At PDM Recruitment we have put together a need-to-know guide on how employees can leave with their personal brand and references intact.
Before you hand in your resignation
Make sure to give your boss plenty of time when you hand in your notice. Many companies will have a mandate in place in the contract dictating how much notice needs to be given. This usually varies by the amount of years an employee has worked and will state the number of weeks necessary beforehand. Familiarise yourself with your notice period and be sure to work till the very end. If the handbook states that you only need to give 2 weeks’ notice, we would say as a matter of respect for your employer increase this to maybe 3-4 weeks instead. This will allow them plenty of time to make the necessary replacements to cover any business requirements and will be appreciated.
Draft up a letter of resignation, which you can hand to your boss when the resignation meeting is scheduled. If you are unsure about what the letter needs to contain, then we have listed the key parts below:
A resignation letter must contain the following:
- Your name
- The date
- Addressee and their title
- Notice of termination of employment
- When this is effective from
- Your signature
During the meeting remember not to talk too much and always remember your manners. Always be polite and humble, never use such a meeting to scorn or lecture your boss, they will not appreciate it.
After formally handing in your notice:
At this point many candidates may be excited about their new career prospects, but remember you are still an employee of your current workplace, so you will still be expected to act with integrity and respect towards your work colleagues. Here discretion is the better part of valour, never tell people of your ‘dream job’ as it will appear distasteful and selfish. When the time is right, plan on how to tell the right people of your intensions, but not before.
Help in the handover process
If you work in a position of authority and are able you train up the new replacement for your job then do so in a meaningful way. Remember with every action that you do you want to convey a favourable and grateful impression. If you have access to a valuable client base that your employer has trusted you with, no matter how tempting, never take those clients with you.
Do not become lazy in your responsibilities
Even though you may only have a few weeks or months left to work, you must avoid becoming lazy. People will remember if you start to avoid your responsibilities, and start letting the work pile up.

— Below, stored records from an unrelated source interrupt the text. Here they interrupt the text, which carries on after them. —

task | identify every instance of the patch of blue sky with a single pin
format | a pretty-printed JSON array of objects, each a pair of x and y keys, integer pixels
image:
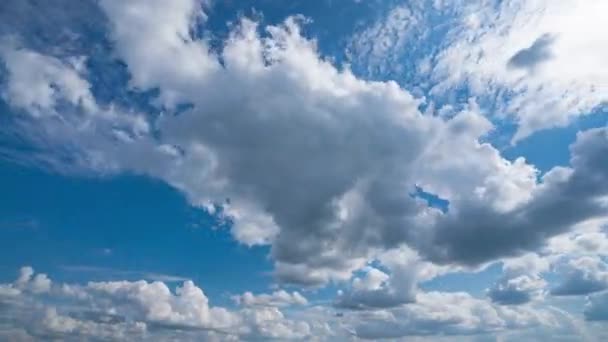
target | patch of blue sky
[{"x": 129, "y": 223}]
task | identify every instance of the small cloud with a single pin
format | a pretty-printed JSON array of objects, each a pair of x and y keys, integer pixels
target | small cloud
[{"x": 534, "y": 55}]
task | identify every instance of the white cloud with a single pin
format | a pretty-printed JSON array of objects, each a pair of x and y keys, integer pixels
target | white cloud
[
  {"x": 546, "y": 56},
  {"x": 137, "y": 310},
  {"x": 140, "y": 310},
  {"x": 314, "y": 161},
  {"x": 278, "y": 298}
]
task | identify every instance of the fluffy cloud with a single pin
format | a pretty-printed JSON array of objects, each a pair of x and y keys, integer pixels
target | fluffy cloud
[
  {"x": 140, "y": 310},
  {"x": 450, "y": 314},
  {"x": 582, "y": 276},
  {"x": 278, "y": 298},
  {"x": 596, "y": 308},
  {"x": 521, "y": 281},
  {"x": 124, "y": 310},
  {"x": 506, "y": 52},
  {"x": 317, "y": 163}
]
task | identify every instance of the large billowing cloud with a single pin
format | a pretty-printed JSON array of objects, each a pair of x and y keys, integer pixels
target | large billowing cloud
[
  {"x": 540, "y": 62},
  {"x": 141, "y": 310},
  {"x": 302, "y": 155}
]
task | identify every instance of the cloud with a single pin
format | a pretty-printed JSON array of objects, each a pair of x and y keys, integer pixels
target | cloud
[
  {"x": 278, "y": 298},
  {"x": 141, "y": 310},
  {"x": 487, "y": 49},
  {"x": 450, "y": 314},
  {"x": 539, "y": 52},
  {"x": 314, "y": 161},
  {"x": 596, "y": 308},
  {"x": 135, "y": 310},
  {"x": 582, "y": 276}
]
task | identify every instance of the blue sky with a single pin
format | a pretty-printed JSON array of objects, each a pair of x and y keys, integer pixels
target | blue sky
[{"x": 298, "y": 170}]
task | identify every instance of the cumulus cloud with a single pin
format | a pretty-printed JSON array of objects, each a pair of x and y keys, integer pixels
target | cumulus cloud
[
  {"x": 506, "y": 52},
  {"x": 125, "y": 310},
  {"x": 521, "y": 281},
  {"x": 278, "y": 298},
  {"x": 140, "y": 310},
  {"x": 596, "y": 308},
  {"x": 314, "y": 161},
  {"x": 449, "y": 314},
  {"x": 582, "y": 276}
]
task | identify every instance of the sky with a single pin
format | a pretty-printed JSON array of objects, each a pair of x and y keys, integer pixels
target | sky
[{"x": 331, "y": 170}]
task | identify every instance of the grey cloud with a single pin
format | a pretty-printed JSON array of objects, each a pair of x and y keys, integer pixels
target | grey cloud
[
  {"x": 596, "y": 308},
  {"x": 531, "y": 57},
  {"x": 475, "y": 234}
]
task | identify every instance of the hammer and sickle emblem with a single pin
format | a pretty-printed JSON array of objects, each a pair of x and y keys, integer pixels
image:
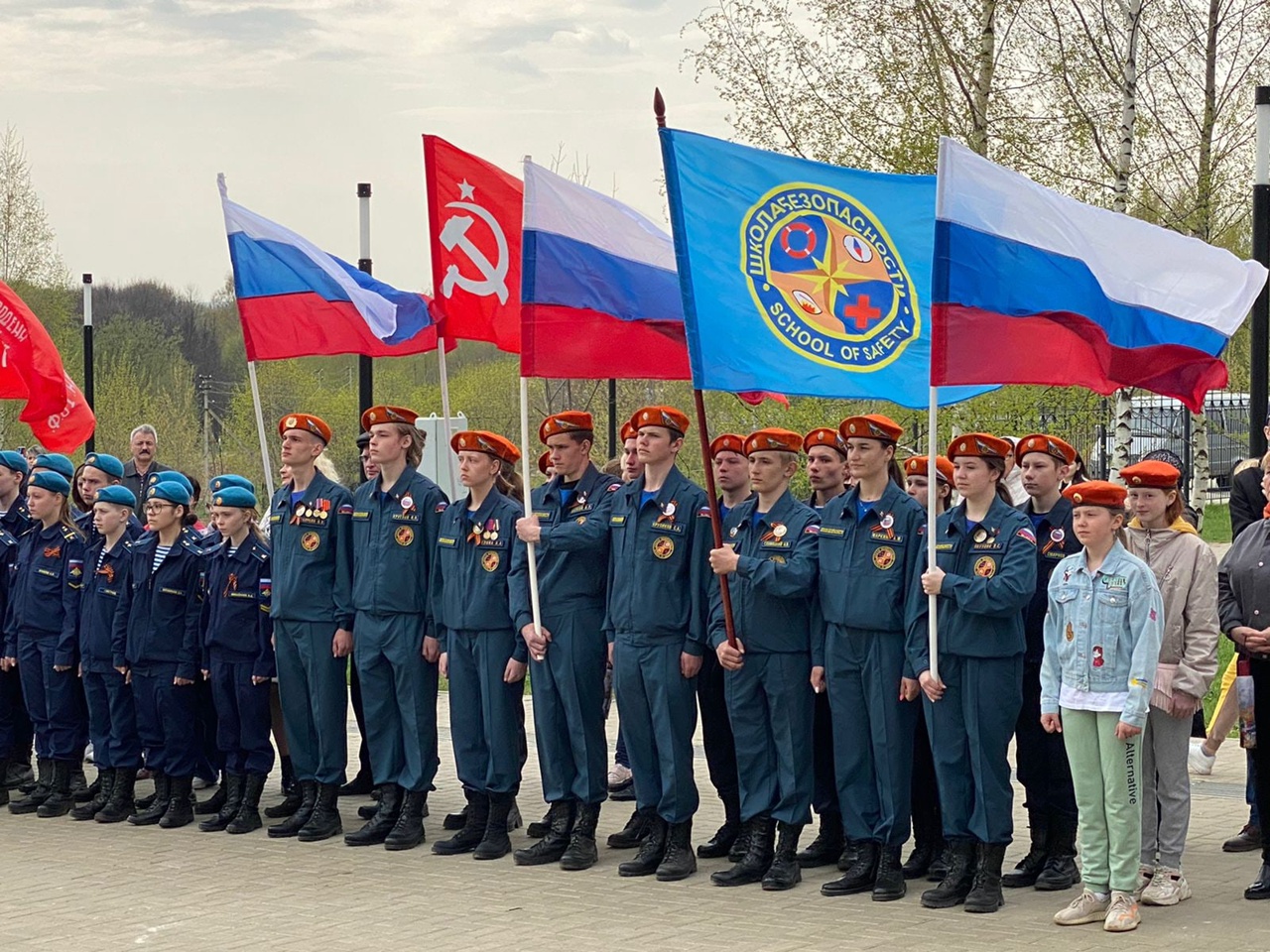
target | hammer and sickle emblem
[{"x": 453, "y": 234}]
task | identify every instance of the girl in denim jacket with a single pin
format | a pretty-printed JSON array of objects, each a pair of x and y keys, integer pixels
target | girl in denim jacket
[{"x": 1102, "y": 636}]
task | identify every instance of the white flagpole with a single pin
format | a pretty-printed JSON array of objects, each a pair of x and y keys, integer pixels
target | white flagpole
[
  {"x": 529, "y": 509},
  {"x": 933, "y": 515},
  {"x": 259, "y": 425}
]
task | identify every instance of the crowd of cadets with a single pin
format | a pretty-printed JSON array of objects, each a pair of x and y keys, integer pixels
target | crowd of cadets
[{"x": 802, "y": 642}]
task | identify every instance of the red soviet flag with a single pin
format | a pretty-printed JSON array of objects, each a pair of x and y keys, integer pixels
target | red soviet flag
[
  {"x": 31, "y": 370},
  {"x": 474, "y": 211}
]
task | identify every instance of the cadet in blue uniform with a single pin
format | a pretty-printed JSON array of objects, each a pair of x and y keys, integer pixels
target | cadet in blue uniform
[
  {"x": 984, "y": 576},
  {"x": 397, "y": 520},
  {"x": 42, "y": 639},
  {"x": 483, "y": 654},
  {"x": 112, "y": 716},
  {"x": 870, "y": 562},
  {"x": 157, "y": 631},
  {"x": 826, "y": 474},
  {"x": 312, "y": 552},
  {"x": 1046, "y": 462},
  {"x": 570, "y": 531},
  {"x": 770, "y": 560},
  {"x": 238, "y": 655},
  {"x": 658, "y": 604}
]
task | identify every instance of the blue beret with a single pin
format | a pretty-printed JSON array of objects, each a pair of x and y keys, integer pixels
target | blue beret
[
  {"x": 16, "y": 461},
  {"x": 220, "y": 483},
  {"x": 50, "y": 480},
  {"x": 118, "y": 495},
  {"x": 56, "y": 462},
  {"x": 235, "y": 497},
  {"x": 107, "y": 463},
  {"x": 169, "y": 492},
  {"x": 173, "y": 476}
]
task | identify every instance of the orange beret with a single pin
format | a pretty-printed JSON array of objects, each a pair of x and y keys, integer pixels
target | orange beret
[
  {"x": 1096, "y": 493},
  {"x": 1044, "y": 443},
  {"x": 726, "y": 442},
  {"x": 979, "y": 444},
  {"x": 774, "y": 438},
  {"x": 871, "y": 426},
  {"x": 920, "y": 466},
  {"x": 484, "y": 442},
  {"x": 567, "y": 421},
  {"x": 825, "y": 436},
  {"x": 661, "y": 416},
  {"x": 389, "y": 414},
  {"x": 1151, "y": 474},
  {"x": 308, "y": 422}
]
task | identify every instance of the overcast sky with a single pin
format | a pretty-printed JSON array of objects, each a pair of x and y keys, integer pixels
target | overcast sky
[{"x": 128, "y": 108}]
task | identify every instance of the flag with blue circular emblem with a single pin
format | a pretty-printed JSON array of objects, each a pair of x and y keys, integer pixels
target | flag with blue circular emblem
[{"x": 801, "y": 277}]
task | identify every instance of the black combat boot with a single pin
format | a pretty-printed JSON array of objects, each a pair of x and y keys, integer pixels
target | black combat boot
[
  {"x": 232, "y": 785},
  {"x": 785, "y": 874},
  {"x": 181, "y": 805},
  {"x": 581, "y": 852},
  {"x": 122, "y": 803},
  {"x": 472, "y": 832},
  {"x": 300, "y": 815},
  {"x": 758, "y": 834},
  {"x": 985, "y": 893},
  {"x": 552, "y": 846},
  {"x": 381, "y": 821},
  {"x": 861, "y": 874},
  {"x": 91, "y": 807},
  {"x": 955, "y": 885},
  {"x": 651, "y": 849},
  {"x": 325, "y": 820},
  {"x": 889, "y": 884},
  {"x": 826, "y": 846},
  {"x": 62, "y": 800},
  {"x": 408, "y": 832},
  {"x": 495, "y": 843},
  {"x": 248, "y": 816},
  {"x": 1060, "y": 873}
]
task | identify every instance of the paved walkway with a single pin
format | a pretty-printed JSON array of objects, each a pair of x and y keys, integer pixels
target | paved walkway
[{"x": 82, "y": 885}]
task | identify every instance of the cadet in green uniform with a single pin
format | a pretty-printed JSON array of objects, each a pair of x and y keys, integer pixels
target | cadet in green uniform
[
  {"x": 480, "y": 651},
  {"x": 984, "y": 576},
  {"x": 570, "y": 530},
  {"x": 658, "y": 602},
  {"x": 312, "y": 548},
  {"x": 770, "y": 560},
  {"x": 395, "y": 526},
  {"x": 870, "y": 561}
]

Always have in mind that you want to be remembered for all of the right reasons, if people remember your last days with resentment it could harm your prospects if and when you need them in the future.

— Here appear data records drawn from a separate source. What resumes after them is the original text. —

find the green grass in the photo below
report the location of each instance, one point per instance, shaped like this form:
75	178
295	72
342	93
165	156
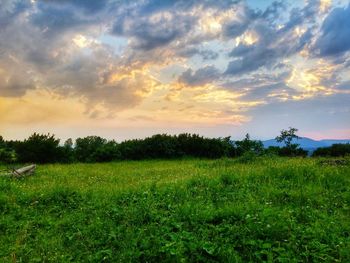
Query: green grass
274	210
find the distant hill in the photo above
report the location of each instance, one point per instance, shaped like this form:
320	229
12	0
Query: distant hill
306	143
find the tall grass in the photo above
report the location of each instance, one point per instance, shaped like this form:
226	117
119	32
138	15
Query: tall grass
278	209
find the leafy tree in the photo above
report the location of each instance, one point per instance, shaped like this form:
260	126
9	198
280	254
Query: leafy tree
95	149
287	137
248	145
67	152
38	148
290	149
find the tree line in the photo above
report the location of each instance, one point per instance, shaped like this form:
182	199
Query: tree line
46	148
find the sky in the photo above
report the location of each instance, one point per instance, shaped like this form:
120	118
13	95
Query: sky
130	69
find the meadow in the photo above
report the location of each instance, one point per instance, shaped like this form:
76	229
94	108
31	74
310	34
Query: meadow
226	210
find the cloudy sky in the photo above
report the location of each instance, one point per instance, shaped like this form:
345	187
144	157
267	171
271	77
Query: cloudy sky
129	69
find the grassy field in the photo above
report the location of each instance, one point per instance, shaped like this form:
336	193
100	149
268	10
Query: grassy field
274	210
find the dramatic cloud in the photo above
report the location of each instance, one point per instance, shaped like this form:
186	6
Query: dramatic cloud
335	37
170	63
200	76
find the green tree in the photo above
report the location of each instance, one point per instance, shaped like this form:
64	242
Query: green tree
290	149
38	148
287	137
248	145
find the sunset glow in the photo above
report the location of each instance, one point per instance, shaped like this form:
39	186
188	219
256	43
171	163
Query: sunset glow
130	69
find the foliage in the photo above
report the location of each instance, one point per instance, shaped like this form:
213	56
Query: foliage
287	137
249	146
95	149
42	148
290	149
335	150
38	148
268	210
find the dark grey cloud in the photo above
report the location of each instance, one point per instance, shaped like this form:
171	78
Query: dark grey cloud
89	6
149	32
200	77
335	33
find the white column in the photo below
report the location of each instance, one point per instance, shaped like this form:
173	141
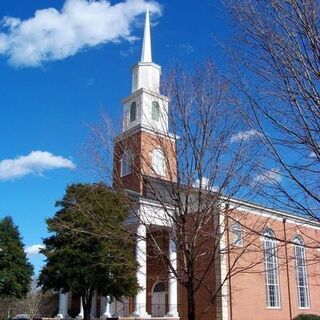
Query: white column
63	305
107	307
93	306
172	282
141	256
80	315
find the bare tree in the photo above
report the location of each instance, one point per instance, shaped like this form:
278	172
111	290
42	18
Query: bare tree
190	172
277	52
31	304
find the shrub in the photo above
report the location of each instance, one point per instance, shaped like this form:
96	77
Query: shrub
307	317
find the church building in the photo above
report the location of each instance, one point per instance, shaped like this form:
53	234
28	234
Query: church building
272	272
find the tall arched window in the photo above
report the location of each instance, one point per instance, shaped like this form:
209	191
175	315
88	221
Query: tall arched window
237	236
133	111
158	162
271	269
126	163
301	272
155	112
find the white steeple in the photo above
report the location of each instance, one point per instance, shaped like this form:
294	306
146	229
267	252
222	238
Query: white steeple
146	55
146	74
146	107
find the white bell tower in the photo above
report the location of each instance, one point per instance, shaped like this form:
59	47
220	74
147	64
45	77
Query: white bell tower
146	107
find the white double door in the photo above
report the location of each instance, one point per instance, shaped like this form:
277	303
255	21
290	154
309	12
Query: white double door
158	304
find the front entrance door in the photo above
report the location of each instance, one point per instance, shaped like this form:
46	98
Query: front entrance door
158	300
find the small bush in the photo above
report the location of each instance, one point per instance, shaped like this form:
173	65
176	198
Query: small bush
307	317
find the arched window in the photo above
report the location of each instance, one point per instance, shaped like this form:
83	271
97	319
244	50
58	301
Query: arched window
158	162
271	269
133	111
126	163
301	272
237	236
155	112
159	287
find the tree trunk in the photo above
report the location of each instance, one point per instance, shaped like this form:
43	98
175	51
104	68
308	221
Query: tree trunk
191	302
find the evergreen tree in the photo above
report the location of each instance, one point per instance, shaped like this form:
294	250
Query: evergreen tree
15	269
82	259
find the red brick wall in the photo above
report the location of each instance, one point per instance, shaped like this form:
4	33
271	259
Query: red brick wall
141	145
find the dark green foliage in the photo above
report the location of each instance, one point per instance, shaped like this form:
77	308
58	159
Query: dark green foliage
88	248
15	270
307	317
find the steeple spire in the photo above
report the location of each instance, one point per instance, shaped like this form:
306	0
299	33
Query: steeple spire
146	55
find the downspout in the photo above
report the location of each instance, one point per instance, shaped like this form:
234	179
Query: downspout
229	260
287	265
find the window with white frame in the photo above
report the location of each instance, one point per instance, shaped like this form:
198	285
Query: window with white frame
126	163
271	269
155	111
158	162
133	112
301	273
237	235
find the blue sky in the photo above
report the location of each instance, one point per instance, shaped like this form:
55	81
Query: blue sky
47	100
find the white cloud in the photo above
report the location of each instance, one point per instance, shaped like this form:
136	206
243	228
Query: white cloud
55	35
33	250
272	175
34	163
244	135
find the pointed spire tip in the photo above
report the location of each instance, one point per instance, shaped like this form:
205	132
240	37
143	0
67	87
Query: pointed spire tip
146	54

Part in a meaningful and respectful way
Take your time in thanking all of the people who have taken the time to know you as a person and to develop your career. Avoid contacting them by email or phone by doing it in person, you never know when you might need your colleagues again, so be sure to get their contact details.

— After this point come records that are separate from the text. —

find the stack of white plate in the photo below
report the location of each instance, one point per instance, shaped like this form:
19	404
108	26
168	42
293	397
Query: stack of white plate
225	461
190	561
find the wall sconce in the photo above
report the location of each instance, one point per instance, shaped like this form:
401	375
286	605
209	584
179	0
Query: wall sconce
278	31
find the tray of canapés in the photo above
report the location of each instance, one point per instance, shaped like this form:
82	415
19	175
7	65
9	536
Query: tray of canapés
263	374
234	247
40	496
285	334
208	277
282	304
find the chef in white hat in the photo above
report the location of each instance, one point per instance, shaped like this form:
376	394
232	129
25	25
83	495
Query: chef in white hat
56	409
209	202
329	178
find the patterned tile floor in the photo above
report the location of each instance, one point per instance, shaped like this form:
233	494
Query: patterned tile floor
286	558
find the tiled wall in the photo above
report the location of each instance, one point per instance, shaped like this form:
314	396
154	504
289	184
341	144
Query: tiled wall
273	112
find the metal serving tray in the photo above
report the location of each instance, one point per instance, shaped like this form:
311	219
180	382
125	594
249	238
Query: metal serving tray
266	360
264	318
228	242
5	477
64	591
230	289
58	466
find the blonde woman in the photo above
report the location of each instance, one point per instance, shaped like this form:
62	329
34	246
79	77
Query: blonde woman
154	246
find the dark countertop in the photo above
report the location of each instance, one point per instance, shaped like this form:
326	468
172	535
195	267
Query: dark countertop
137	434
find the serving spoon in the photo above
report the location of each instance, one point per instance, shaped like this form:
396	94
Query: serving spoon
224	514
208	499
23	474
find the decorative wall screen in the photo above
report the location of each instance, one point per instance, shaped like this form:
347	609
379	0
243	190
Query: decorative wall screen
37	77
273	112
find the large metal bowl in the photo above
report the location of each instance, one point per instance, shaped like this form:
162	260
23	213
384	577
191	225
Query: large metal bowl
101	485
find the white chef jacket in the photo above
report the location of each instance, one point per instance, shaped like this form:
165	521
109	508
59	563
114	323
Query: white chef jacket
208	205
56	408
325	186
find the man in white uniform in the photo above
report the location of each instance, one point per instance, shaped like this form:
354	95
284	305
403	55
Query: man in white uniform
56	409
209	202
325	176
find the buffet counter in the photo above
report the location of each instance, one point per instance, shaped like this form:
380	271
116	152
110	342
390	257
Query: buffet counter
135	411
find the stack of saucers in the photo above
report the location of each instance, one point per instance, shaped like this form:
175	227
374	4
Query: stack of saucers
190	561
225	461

After leaving never disrespect your former colleagues or boss
This is a point that many people need to adhere to. Remember you never want to burn your bridges, and if things go wrong in your new job you will always be welcomed back if you have been courteous and pleasant when you left. The door will never be left open to employees who chastise their former work colleague out of spite or malice.
People leaving to start new careers is not a new phenomenon, with the reasons for them choosing to leave varying from better salary propositions through to a better work life balance. Therefore knowing the correct way to leave and on the right terms is a necessary life skill.